Keith Elliott of The Independent called Tales of Tahitian Waters along with Tales of Swordfish and Tuna, and Tales of Fishing Virgin Seas "even today, among the finest works on big-game fishing".

==Synopsis==
Tales of Tahitian Waters describes Grey's fishing expeditions to the Tahitian Islands in 1928, 1929, and 1930. In the book, Grey claims to be the first big game fisherman to fish these waters and there is little cause to doubt his claim. He had passed through Tahiti en route to other fishing expeditions in Australia and New Zealand, and had heard of 30 ft marlin and 50 ft sharks. Grey held many fishing records for these species and was determined to pursue these fish. In Tales of Tahitian Waters, he claims a special affection for these waters, and he visited them several times afterward, although those visits were not the subject of this book.

Grey believed that these were the most difficult waters he had fished. Amongst other trials, Tales of Tahitian Waters records an 83-day span during which Grey did not catch a single billfish. It is believed that this provided inspiration for Hemingway's The Old Man and the Sea. Carlton Jackson wrote in his 1989 book Zane Grey: On the eighty-fourth day, he caught, with rod and reel, a giant Tahitian marlin that weighed 1,040 founds. Although Grey tried desperately to get the creature ashore, the fish was ravaged by a shark. Some Grey fans today credit Grey's experience with inspiring Hemingway's The Old Man and the Sea. See Zane Grey, Tales of Tahitian Waters (1931), and The Zane Grey Collector, 3:1:12–13. Grey's Tahiti expeditions were months at a time, and he built a permanent camp at Vairao, a beach he describes in superlatives.

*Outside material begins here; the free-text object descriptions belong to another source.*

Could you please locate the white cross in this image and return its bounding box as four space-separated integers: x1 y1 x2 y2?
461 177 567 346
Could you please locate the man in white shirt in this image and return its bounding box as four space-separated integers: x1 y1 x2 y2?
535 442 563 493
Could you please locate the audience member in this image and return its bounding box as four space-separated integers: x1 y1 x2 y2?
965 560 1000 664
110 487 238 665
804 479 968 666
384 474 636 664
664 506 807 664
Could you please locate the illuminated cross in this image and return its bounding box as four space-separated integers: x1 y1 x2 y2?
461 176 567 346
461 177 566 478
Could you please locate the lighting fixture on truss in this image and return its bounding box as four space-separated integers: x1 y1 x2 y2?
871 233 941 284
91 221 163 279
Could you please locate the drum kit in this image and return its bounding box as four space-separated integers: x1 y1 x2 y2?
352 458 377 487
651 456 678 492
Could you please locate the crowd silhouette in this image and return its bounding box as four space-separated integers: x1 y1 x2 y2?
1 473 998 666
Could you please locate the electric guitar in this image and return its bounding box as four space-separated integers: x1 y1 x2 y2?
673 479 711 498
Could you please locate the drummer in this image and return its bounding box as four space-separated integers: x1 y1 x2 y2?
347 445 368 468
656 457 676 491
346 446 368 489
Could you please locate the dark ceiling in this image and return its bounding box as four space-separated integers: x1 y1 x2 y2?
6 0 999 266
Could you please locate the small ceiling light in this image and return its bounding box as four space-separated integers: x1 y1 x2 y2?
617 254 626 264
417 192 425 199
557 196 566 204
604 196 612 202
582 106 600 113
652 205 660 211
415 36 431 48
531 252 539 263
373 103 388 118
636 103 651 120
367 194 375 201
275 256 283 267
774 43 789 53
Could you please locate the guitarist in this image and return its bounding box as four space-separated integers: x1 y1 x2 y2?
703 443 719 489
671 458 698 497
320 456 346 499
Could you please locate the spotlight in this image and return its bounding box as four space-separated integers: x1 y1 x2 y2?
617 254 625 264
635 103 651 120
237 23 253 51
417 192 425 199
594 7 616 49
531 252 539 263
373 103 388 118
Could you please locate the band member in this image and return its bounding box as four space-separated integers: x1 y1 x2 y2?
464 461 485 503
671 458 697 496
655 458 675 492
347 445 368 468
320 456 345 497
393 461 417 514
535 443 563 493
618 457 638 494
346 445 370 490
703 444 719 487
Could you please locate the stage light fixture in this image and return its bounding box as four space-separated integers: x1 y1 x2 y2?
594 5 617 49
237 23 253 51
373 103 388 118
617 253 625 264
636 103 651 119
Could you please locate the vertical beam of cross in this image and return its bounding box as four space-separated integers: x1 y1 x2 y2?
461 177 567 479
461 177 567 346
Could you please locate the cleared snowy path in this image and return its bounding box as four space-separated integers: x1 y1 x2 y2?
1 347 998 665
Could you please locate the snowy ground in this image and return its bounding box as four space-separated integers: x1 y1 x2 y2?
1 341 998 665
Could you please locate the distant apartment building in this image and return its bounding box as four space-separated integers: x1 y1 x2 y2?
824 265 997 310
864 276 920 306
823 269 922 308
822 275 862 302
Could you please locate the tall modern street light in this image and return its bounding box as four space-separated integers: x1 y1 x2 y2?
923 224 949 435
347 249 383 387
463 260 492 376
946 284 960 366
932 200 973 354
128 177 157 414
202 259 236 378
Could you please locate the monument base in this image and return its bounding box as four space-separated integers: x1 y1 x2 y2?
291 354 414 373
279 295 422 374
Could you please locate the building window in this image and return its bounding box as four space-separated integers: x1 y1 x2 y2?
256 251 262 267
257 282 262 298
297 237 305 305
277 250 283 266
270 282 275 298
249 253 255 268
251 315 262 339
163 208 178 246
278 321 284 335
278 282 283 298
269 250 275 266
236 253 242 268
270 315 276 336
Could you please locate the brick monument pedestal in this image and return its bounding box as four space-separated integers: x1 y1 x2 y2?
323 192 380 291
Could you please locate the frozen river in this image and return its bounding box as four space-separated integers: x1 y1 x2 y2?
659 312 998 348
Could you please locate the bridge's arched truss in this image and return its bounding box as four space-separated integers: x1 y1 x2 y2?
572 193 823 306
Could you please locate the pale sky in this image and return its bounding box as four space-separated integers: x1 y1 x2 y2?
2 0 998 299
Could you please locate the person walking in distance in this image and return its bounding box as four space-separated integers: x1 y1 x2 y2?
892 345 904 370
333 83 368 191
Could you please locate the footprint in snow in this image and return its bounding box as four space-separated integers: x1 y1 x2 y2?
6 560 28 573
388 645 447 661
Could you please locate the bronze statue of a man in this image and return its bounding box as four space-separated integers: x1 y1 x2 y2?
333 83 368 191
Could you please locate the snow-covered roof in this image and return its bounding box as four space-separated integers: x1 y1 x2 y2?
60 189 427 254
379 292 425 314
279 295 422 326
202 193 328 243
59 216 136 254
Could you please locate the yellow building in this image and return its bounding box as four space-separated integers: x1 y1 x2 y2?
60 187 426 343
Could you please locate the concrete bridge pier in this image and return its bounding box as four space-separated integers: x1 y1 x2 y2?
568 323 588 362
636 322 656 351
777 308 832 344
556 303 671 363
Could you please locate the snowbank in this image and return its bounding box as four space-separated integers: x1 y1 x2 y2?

Tales of Tahitian Waters also includes descriptions of a number of previously uncatalogued species, some of which Grey caught and recorded, some of which were hooked but were too big to bring to the boat, and some of which were merely seen in the water. The book includes many photographs taken by Grey and his crew, as well as a few watercolors painted by artists who stayed at Grey's fishing camp.